La storia è quella dell’avventura italiana a Fiume e nello specifico degli ultimi suoi giorni. Il poeta governa con mano eccentrica ed estro cosmopolita. Della Carta del Carnaro, costituzione tanto moderna quanto inattuata, già sapevamo, e così pure dell’astio di Giolitti e del voltagabbana di Benito Mussolini. Conoscevamo anche il carattere egocentrico ed esuberante del Vate in tutti i suoi più celebri tic. Bastava solo frullare tutto, e ovviamente saperlo fare, per ottenere un racconto avvincente.

Barbero poi sa quello che scrive, e c’è da esser certi che se D’Annunzio viene descritto tenere in mano un tale libro o mangiare un tale cibo, è la ricostruzione storica più fedele a parlare. Belle anche le pennellature sul carattere superstizioso e bambinesco del poeta, così come quel senso di sospensione che aleggia in quei giorni di resa dei conti sulla città e sui suoi notabili. Spoiler da quattro soldi: la città alla fine cadrà. D’altronde è un romanzo storico, non ucronico.

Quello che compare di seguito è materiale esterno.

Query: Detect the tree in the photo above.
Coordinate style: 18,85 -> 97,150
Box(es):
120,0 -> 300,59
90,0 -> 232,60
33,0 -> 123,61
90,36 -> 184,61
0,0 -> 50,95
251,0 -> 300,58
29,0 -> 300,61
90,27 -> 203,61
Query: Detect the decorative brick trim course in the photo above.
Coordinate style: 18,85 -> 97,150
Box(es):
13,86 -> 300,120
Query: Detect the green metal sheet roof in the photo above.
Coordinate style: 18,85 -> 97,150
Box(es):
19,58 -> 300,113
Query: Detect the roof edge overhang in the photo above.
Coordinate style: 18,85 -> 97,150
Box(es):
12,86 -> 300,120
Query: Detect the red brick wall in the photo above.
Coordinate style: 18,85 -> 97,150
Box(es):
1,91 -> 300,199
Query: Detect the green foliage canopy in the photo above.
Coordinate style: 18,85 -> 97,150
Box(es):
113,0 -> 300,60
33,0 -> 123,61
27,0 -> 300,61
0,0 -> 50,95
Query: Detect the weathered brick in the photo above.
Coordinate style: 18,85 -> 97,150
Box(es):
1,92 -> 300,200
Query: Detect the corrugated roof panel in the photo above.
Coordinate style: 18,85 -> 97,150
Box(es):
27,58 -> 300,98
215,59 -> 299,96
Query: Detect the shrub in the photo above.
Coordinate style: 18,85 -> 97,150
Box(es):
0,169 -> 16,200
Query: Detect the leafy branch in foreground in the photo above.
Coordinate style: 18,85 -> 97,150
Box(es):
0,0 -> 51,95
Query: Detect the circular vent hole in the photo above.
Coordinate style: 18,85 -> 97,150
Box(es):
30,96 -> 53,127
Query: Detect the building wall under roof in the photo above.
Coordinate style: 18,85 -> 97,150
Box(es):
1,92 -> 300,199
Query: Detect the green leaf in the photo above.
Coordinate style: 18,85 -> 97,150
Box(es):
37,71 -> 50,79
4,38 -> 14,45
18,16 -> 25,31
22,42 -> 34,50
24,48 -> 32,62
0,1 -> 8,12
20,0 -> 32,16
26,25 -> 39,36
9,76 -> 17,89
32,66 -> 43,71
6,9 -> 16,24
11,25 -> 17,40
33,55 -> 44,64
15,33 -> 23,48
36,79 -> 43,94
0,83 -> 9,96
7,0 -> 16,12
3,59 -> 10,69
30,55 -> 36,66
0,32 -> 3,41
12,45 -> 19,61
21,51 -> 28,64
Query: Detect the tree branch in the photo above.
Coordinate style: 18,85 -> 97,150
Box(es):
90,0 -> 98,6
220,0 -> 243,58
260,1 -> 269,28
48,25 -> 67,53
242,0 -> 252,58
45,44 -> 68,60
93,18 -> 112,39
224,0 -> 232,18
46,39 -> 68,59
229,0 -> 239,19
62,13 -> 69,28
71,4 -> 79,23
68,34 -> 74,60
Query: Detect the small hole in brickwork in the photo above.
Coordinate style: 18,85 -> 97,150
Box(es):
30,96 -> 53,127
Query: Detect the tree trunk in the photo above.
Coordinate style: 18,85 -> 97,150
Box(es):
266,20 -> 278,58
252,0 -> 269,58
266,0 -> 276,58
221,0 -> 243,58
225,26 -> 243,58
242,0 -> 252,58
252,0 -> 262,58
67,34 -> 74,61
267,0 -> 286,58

Fino a quel momento il racconto scivola con gusto, pagina dopo pagina. Chiuso il libro, resta solo un grande rimpianto, ed è che lo sguardo di Barbero sia rimasto un po’ troppo confinato nella camera da letto e sulle notti brave di D’Annunzio. Una ricostruzione fedele anch’essa, evidentemente. Ma di sicuro più d’un lettore avrebbe vagabondato volentieri lungo le strade fiumane anche di giorno, a cogliere il senso pieno e quotidiano di quell’esperienza controversa e ancora oggi incredibile che dev’essere stata la Repubblica del Carnaro.